I'm still friends with a lot of my ex's and they don't have Bart (to my or their knowledge).
I "think" the whole dog/cat saliva thing is IF the animal has fleas, licks at their paws and then licks you in an open mucous membrane, it might be transferred as it's carried in flea feces.
My LLMD said try to keep animal licking from the neck down...but he did not say it in a definitive/factual manner...more in a "proceed with caution" way.
I don't know anything about cats BUT aren't we learning that cat scratch is different from BLO per Dr. B?
I'm personally more worried about the unprotected sex I had with my Bells Palsy boyfriend 15 years ago.

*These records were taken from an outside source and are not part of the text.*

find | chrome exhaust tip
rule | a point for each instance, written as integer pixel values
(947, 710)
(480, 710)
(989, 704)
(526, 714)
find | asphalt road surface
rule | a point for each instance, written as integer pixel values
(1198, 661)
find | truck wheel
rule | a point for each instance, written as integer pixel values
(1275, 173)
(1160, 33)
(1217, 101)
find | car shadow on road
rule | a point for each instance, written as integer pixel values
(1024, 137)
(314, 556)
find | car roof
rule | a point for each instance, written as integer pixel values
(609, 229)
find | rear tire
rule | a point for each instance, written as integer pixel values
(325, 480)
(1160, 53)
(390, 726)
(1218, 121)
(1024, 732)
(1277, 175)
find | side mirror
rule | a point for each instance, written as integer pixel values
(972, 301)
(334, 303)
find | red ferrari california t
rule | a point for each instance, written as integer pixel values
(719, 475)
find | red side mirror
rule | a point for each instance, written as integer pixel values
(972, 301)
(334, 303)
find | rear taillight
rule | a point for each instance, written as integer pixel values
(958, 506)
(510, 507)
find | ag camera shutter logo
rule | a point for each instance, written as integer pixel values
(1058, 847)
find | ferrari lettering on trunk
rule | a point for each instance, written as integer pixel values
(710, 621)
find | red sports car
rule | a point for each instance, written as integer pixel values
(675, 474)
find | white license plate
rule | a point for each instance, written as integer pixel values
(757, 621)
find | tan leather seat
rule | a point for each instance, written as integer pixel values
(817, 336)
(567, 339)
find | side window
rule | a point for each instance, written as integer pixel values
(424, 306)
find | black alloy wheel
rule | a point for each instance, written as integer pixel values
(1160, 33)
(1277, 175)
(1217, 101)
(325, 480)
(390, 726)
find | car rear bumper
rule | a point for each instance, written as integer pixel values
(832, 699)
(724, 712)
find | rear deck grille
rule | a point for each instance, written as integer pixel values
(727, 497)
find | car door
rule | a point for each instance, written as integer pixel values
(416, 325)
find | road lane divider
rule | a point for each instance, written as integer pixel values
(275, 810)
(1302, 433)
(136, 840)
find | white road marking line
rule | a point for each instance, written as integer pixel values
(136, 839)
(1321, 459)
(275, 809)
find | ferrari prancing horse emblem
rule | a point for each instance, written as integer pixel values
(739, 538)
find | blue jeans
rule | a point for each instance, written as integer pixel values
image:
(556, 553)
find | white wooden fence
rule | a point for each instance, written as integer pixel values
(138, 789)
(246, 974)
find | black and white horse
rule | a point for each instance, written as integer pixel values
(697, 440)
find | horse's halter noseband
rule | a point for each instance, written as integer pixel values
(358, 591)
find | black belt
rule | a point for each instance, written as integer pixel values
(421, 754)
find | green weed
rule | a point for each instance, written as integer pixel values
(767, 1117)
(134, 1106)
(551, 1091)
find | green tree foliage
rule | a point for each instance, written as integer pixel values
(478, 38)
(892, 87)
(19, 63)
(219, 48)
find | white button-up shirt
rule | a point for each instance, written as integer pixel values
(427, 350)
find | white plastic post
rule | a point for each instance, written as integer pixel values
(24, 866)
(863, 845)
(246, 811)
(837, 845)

Talk about a red flag!!
Tincup
Honored Contributor (10K+ posts)
Member # 5829
posted
People can be infected with Bartonella for many many moons before they know they have it...
IF they ever know. Sometimes the symptoms are less obvious and not the knock-down kick your butt stuff.
James is right when he says to be warned. Be cautious... but not to the extreme of freaky.
Be cautious, the same way you would be with a bus. Anyone could be hit by a bus at anytime. But that doesn't mean we go screaming and running in the opposite direction when we see one.
cottonbrain
Frequent Contributor (1K+ posts)
Member # 13769
posted
not to frighten us even more, but what about infants?
if their immune systems are still developing, could we sneeze on them and give them bart or cos?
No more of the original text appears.